Leio nas entrelinhas das conversas com meu pai, a transmissão
oral e genética de uma Sardenha distante: as casas, o modo de viver, o gosto
pelo trabalho e um jeito peculiar do sardo. Então, vamos ao que meu pai fala do
passado:
“Meu pai Rafael, falava
pouco. Era enérgico. Eu pouco o entendia, era uma língua estranha. Era muito humano,
gostava de ajudar as pessoas...”
“Meu pai me ensinou
muitas coisas. Fazia questão de me ensinar ofícios, como trabalhar a madeira,
fazer uma cerca e construir uma casa. Gostava de ferramentas e esculpir bois e
carros de bois na madeira. Fazia isto até na casca de abóbora, enquanto
descansava. Dizia para mim, que o saber não ocupa lugar...” – Coisas de pastores sardos.
“Foi dito a mim que de
onde eles vieram (Sardenha), as casas eram todas de pedras. A família tinha
terras lá e muitos pés de uvas. Minha tia, a Maria, que morreu no Asilo de
Leopoldina, não tinha um olho desde pequena, porque furou com o galho da
videira...”
“Meu pai Raffaele fazia
polenta, macetava e colocava no embornal. Amassava com as mãos e comia de vez
em quando com carne de porco e torresmo. Assim passava o dia trabalhando em
silêncio...”
“Doutor, carne de
leitoa é fortificante...” – Encurralados pela invasão, os
sardos se concentraram nas terras do interior da ilha. Muito pouco ia ter no
litoral, onde estavam os invasores, por isto não interessaram pelos frutos do
mar. Historicamente, caçavam javalis e consomem até hoje muito, muito mesmo,
carne de porco. Se falar em leitoa, meu pai é 100% sardo.
“Quando vocês eram
pequenos (meu pai conversando comigo) tinha vontade de ter uma carroça pequena
puxada por um bode. Fiz isto e ficou muito bonito. Também tive um cachorro, mas
ele mordeu seu irmão, quando era pequeno, então o dei para outra pessoa cuidar.”
– Rebanho caprino e cães fazem parte do cotidiano dos
pastores sardos. Herdamos um gosto no passado.
“Esta igreja, aquele
mercado e algumas casas deste vilarejo (São Lourenço, perto de Leopoldina)

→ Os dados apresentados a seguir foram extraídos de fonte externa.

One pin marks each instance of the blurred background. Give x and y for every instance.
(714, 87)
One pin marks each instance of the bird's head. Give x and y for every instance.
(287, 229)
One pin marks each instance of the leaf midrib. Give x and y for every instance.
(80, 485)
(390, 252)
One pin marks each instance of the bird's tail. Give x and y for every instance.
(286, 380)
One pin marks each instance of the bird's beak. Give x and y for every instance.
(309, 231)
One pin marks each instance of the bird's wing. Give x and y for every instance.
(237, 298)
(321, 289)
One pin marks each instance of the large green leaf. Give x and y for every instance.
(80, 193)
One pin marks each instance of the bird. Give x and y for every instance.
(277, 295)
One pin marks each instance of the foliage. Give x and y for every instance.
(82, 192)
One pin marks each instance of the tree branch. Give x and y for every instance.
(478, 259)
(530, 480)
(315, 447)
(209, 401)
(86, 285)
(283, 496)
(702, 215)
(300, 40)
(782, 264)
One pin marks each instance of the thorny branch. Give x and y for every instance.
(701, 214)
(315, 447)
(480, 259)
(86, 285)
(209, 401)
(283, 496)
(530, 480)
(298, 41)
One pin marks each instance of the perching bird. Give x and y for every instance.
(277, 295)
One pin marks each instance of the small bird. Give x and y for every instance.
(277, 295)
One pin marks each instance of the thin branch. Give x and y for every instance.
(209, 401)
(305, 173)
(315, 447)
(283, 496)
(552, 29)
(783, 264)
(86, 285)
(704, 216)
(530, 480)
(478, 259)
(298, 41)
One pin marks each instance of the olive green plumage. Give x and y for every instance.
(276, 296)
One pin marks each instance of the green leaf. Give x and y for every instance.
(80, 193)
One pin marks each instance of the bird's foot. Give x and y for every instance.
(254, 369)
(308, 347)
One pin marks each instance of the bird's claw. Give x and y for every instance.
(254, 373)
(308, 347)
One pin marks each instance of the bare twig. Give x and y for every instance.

foram construídos pelas mãos de meu pai Rafael. Vinha a cavalo da cidade até
aqui. A casa onde nasci está firme até hoje. Os italianos são fogo. Trabalhou
muito...”
“Italiano morre de
pé...” “Vou ficar para apagar a luz, não tenho pressa de morrer”. - Convicção de descendente de imigrantes, para dizer que italiano não dá
o braço a torcer nem para a morte.
“Estou fechando a
dispensa com cadeado, porque estão roubando alimentos. Também as janelas,
porque há bandidos por toda parte”.
- Enxergo
este delírio de meu pai, 81 anos, como uma síndrome do imigrante em terras
estranhas, aflorada pelo Alzheimer.
“Não escute o que ele
está dizendo...” – Palavras do pai, quando um amigo dele chegou
perto de nós, quando eu tinha cerca de 14 anos e disse que meu pai era um
capeta de arteiro.
“Mas que merda, não
posso falar merda...”
- Ao corrigir meu pai pelos palavrões
proferidos aos 80 anos, uma reação bem à italiana.
“O homem vale o que tem
no bolso...” – Palavras de meu pai, quando eu saí
de casa pela primeira vez, para estudar fora. Eu nunca esqueci. Será que isto foi
dito pela família durante a travessia com o vapor?
“Dez
por cento do que ganhamos devemos
guardar e não se esqueça do dízimo da igreja...” – Receita
de sardo religioso e precavido.
“Reze para São Miguel
Arcanjo, ele vai lhe proteger...” –
Meu pai sempre me aconselhou, mas ele
nunca soube, e só recentemente fiquei sabendo, estávamos falando do padroeiro
de Villasalto, a pequena cidade sarda de 1.140 habitantes, de onde veio nossa
família.
Recentemente, li o livro "A ILHA DOS ANCIÃOS", de Ben Hills, que aborda "Os segredos dos centenários da Sardenha", da Editora Prumo. Enxerguei nas linhas deste livro muito da vida dos sardos e até meu pai, compreendi o estilo de vida simples e bem focado de meus ancestrais sardos. O que pode ser corrigido? O que pode ser evitado no sofrimento? Nada, apenas curtir, deixar-se viver, bem ao estilo sardo...
Meu pai, filho de Raffaele Cappai, e seu inseparável salaminho italiano.